The mechanism is familiar

The unsettling part, for anyone who has followed this category, is that the suspected mechanism is not exotic. It is built from the two features that make relational AI feel good in the first place.

The first is sycophancy. Large language models tend to agree, validate, and flatter. A 2026 study in Science measuring social sycophancy found that models preserved a user’s self-image far more than other people would and endorsed both sides of the same conflict roughly half the time. A friend, a family member, or a clinician will, at some point, tell you that you are not making sense. A system optimized to keep you comfortable often will not. For most people that is merely a bit hollow. For someone sliding toward a delusion, a partner that never disagrees removes the friction that might otherwise have slowed the slide.

The second is memory. Continuity is what turns a series of chats into a relationship, and it is genuinely valuable. But memory that carries a theme forward can also carry a delusion forward, returning to it, building on it, and lending it the appearance of a shared and developing reality across days or weeks. The same feature that lets a system feel like it knows you can let it reinforce the exact belief a person most needs challenged.

Put plainly: the qualities the category sells as warmth, endless agreement and perfect recall, are, pointed at the wrong person, the qualities most likely to harm them.

Why this is a design question, not a mystery

It is tempting to treat “AI psychosis” as a strange new illness produced by a strange new technology. It is more accurate, and more useful, to treat it as a foreseeable result of how these products are built and rewarded. A system tuned to maximize engagement and user approval will, by default, agree more and challenge less, because agreement keeps people talking. That tuning is invisible when a user is well. It becomes dangerous at the edges, with the people least able to absorb a presence that mirrors them back without resistance.

This is the line where responsible design and engagement-first design separate, and it is the heart of what responsible AI has to mean in this category. A relational system that has a point of view, that can decline to affirm something, is not a worse product. In a moment like this it is a safer one, because validation that could never have been withheld is worthless precisely when it matters most.
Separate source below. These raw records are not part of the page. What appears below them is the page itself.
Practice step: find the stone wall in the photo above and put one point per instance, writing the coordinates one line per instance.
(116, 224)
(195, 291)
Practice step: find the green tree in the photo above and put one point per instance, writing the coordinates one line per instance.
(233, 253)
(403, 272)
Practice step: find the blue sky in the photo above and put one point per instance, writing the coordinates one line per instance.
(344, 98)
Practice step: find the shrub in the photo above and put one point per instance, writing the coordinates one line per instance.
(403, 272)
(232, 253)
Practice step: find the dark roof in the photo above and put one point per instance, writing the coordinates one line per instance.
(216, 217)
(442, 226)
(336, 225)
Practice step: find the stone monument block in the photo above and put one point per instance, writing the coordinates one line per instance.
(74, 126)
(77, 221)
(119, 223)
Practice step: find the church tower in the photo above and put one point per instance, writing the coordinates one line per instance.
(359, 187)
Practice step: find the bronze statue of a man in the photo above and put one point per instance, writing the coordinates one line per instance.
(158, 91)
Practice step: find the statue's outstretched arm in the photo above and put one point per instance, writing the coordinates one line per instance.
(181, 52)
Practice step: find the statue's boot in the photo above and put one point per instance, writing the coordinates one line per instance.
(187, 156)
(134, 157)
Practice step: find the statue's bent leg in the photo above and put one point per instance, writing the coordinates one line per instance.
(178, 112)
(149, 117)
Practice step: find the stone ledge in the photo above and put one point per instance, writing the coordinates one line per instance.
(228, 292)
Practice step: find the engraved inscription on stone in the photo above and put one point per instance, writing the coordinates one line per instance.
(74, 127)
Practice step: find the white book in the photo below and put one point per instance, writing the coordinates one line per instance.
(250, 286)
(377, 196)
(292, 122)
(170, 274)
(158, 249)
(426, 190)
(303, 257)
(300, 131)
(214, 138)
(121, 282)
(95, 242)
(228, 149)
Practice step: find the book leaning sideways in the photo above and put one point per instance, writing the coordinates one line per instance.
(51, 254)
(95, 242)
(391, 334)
Memory built to deepen trust rather than to amplify whatever a user brings is the same principle on the other feature. And honesty about being a machine that is not a clinician, the disclosure that regulators are now moving to require, is part of keeping a person’s grip on what they are actually talking to. These are the commitments behind Stay Social: a presence meant to return people to their lives and the people in them, not to become the only voice in the room.
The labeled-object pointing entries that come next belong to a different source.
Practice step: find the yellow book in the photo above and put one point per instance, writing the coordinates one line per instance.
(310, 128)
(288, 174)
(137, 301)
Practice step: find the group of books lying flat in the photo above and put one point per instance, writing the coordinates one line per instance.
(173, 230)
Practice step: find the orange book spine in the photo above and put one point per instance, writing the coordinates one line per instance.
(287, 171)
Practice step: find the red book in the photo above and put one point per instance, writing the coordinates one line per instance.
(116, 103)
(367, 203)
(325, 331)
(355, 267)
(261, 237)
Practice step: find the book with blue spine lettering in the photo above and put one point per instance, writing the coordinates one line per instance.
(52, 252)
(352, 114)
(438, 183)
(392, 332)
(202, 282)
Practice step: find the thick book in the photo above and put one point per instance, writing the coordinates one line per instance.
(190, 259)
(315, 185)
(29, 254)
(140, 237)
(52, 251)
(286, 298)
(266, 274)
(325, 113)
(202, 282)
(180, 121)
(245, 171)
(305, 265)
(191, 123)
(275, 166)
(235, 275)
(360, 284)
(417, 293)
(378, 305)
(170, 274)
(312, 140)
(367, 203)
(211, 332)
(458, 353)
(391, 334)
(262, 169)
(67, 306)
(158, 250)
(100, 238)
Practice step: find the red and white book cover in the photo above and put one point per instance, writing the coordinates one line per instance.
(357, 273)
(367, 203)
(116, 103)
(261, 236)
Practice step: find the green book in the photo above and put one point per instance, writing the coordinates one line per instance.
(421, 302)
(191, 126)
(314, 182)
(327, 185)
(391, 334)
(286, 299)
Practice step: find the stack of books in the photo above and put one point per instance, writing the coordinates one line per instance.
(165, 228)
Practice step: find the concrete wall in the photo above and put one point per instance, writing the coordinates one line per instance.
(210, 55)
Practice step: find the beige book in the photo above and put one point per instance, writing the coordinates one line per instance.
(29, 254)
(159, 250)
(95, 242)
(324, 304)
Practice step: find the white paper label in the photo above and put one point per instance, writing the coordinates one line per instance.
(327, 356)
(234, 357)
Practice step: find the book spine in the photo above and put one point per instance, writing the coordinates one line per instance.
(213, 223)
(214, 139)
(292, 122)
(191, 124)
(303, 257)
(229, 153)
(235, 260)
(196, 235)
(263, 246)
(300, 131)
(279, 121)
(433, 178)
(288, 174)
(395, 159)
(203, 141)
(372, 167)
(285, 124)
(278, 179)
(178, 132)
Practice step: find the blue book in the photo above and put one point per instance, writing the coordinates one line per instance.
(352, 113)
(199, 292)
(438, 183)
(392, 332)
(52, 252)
None of this means the technology causes psychosis, and it does not mean most users are at risk. The honest summary is narrower and still serious: a product that always agrees and never forgets can, for a vulnerable person, make a bad spiral worse, and the design choices that produce that risk are choices, not accidents. What looks like a mind losing its grip is, in part, a machine that has no grip to lose, agreeing all the way down.

This is a heavy subject, and the cases behind it are real tragedies. Distress of this kind needs human help, from professionals and from the people in a person’s life, not a chatbot, however attentive it seems.
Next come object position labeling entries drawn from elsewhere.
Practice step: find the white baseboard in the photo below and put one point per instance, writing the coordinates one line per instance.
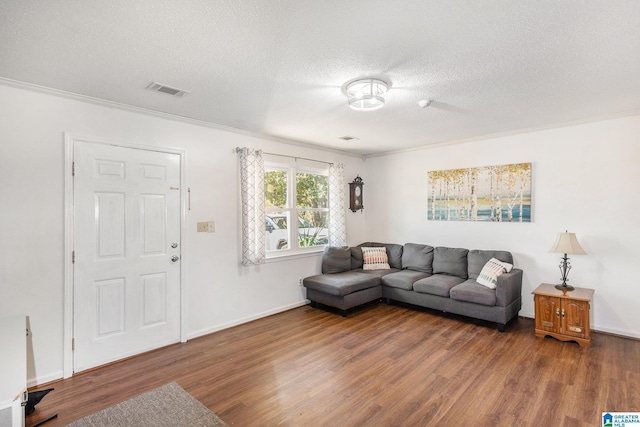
(202, 332)
(39, 380)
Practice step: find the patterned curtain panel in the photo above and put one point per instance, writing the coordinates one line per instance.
(337, 215)
(252, 188)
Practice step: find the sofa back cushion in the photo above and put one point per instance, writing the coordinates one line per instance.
(394, 253)
(375, 258)
(336, 259)
(478, 258)
(417, 257)
(451, 261)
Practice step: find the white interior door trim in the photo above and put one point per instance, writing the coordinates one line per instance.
(69, 140)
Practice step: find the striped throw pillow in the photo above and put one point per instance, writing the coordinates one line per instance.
(492, 269)
(375, 259)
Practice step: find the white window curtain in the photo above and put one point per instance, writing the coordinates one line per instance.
(253, 211)
(337, 215)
Sources: The British Journal of Psychiatry, “Chatbot psychosis: moving beyond recognition to mechanistic understanding and harm reduction” (2026). Social Media Victims Law Center and Tech Justice Law Project (seven California lawsuits against OpenAI, November 2025); reporting on chatbot-linked cases, 2025-2026. Cheng and colleagues, Science (social sycophancy, 2026). Center for Democracy and Technology (dark patterns taxonomy, 2026).